Re: Permission denied on fsync / Win32 (was right

Lists: pgsql-bugs
From: "Magnus Hagander" <mha(at)sollentuna(dot)net>
To: "Peter Brant" <Peter(dot)Brant(at)wicourts(dot)gov>, "Tom Lane" <tgl(at)sss(dot)pgh(dot)pa(dot)us>
Cc: <pgsql-bugs(at)postgresql(dot)org>
Subject: Re: Permission denied on fsync / Win32 (was right
Date: 2006-04-18 19:00:54
Message-ID: 6BCB9D8A16AC4241919521715F4D8BCEA0F91B@algol.sollentuna.se
Views: Raw Message | Whole Thread | Download mbox | Resend email
Lists: pgsql-bugs

> It happens often enough and the episodes last long enough
> that grabbing a handle dump while this is going on should be
> easily done.
>
> Regarding the Win32 error code, backend/storage/file/fd.c
> calls _commit().
> http://msdn2.microsoft.com/en-us/library/17618685(VS.80).aspx
> It looks
> like it is already using errno to report errors. Will
> GetLastError() return something useful there?

Good point.
Ran a quick test. If I open the file read-only and then fsync, I get
errno=9 (EBADF) and GetLastError()=5. Which explains the fact that we
got the wrong error-code. The *underlying API call* to _commit() returns
access denied...

Looking at the source to _commit(), if the call to FlushFileBuffers()
returns an error, it will set _doserrno to that value,and then return
with errno=EBADF.

So, this basicalliyu means that FlushFileBuffers() returns ACCESS
DENIED.

//Magnus


From: "Peter Brant" <Peter(dot)Brant(at)wicourts(dot)gov>
To: "Magnus Hagander" <mha(at)sollentuna(dot)net>, "Tom Lane" <tgl(at)sss(dot)pgh(dot)pa(dot)us>
Cc: <pgsql-bugs(at)postgresql(dot)org>
Subject: Re: Permission denied on fsync / Win32 (was right
Date: 2006-04-19 15:50:52
Message-ID: 4446160C020000BE00002FC6@gwmta.wicourts.gov
Views: Raw Message | Whole Thread | Download mbox | Resend email
Lists: pgsql-bugs

Here's the evidence from this morning. I have to admit I'm not really
sure what to make of it though.

Pete

The fsync / Permission denied errors occurred on 2 of 3 active servers
for the 7 am CLUSTER cycle.

Server #1 (with fsync errors):
- Both old and new relfilenodes are still visible with a 'dir':
04/19/2006 07:00 AM 16,384 1532868
04/19/2006 07:06 AM 8,192 1536650

- postgres.exe processes have handles to both old and new
relfilenodes

#1:
F64: File G:\pgsql\data\base\16385\1532868
F84: Event \BaseNamedObjects\pgident: postgres: bigbird
bigbird 127.0.0.1(1745) idle

#2:
F80: File G:\pgsql\data\base\16385\1536650
AB4: Event \BaseNamedObjects\pgident: postgres: writer
process

#3:
F0C: File G:\pgsql\data\base\16385\1536650
F48: Event \BaseNamedObjects\pgident: postgres: bigbird
bigbird 127.0.0.1(1732) idle

(plus a few more like this)

Server #2 (with fsync errors):
- Same pattern as Server #1. bgwriter has a handle to the new
relfilenode. Other backends have a handle to either old or new.

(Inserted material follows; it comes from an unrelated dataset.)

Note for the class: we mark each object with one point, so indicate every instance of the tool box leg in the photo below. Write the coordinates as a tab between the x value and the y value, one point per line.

Server #3 (w/o fsync errors):
- Only the new relfilenode is visible with a 'dir':
04/19/2006 07:34 AM 16,384 1550915

- postgres.exe processes have handles to both old and new
relfilenodes

#1:
F60: File G:\pgsql\data\base\16385\1547888
F84: Event \BaseNamedObjects\pgident: postgres: bigbird
bigbird 127.0.0.1(4060) idle

(plus two more like this)

#2:
F78: File G:\pgsql\data\base\16385\1550915
F84: Event \BaseNamedObjects\pgident: postgres: bigbird
bigbird 127.0.0.1(2925) idle

(plus two more like this)

>>> "Magnus Hagander" <mha(at)sollentuna(dot)net> 04/18/06 9:00 pm >>>
> It happens often enough and the episodes last long enough
> that grabbing a handle dump while this is going on should be
> easily done.
>
> Regarding the Win32 error code, backend/storage/file/fd.c
> calls _commit().
> http://msdn2.microsoft.com/en-us/library/17618685(VS.80).aspx
> It looks
> like it is already using errno to report errors. Will
> GetLastError() return something useful there?

Good point.
Ran a quick test. If I open the file read-only and then fsync, I get
errno=9 (EBADF) and GetLastError()=5. Which explains the fact that we
got the wrong error-code. The *underlying API call* to _commit()
returns
access denied...

Looking at the source to _commit(), if the call to FlushFileBuffers()
returns an error, it will set _doserrno to that value,and then return
with errno=EBADF.

So, this basicalliyu means that FlushFileBuffers() returns ACCESS
DENIED.

//Magnus

---------------------------(end of
broadcast)---------------------------
TIP 5: don't forget to increase your free space map settings


From: Tom Lane <tgl(at)sss(dot)pgh(dot)pa(dot)us>
To: "Peter Brant" <Peter(dot)Brant(at)wicourts(dot)gov>
Cc: "Magnus Hagander" <mha(at)sollentuna(dot)net>, pgsql-bugs(at)postgresql(dot)org
Subject: Re: Permission denied on fsync / Win32 (was right
Date: 2006-04-19 17:21:04
Message-ID: 196.1145467264@sss.pgh.pa.us
Views: Raw Message | Whole Thread | Download mbox | Resend email
Lists: pgsql-bugs

"Peter Brant" <Peter(dot)Brant(at)wicourts(dot)gov> writes:
> Here's the evidence from this morning. I have to admit I'm not really
> sure what to make of it though.
> ...
> - Same pattern as Server #1. bgwriter has a handle to the new
> relfilenode. Other backends have a handle to either old or new.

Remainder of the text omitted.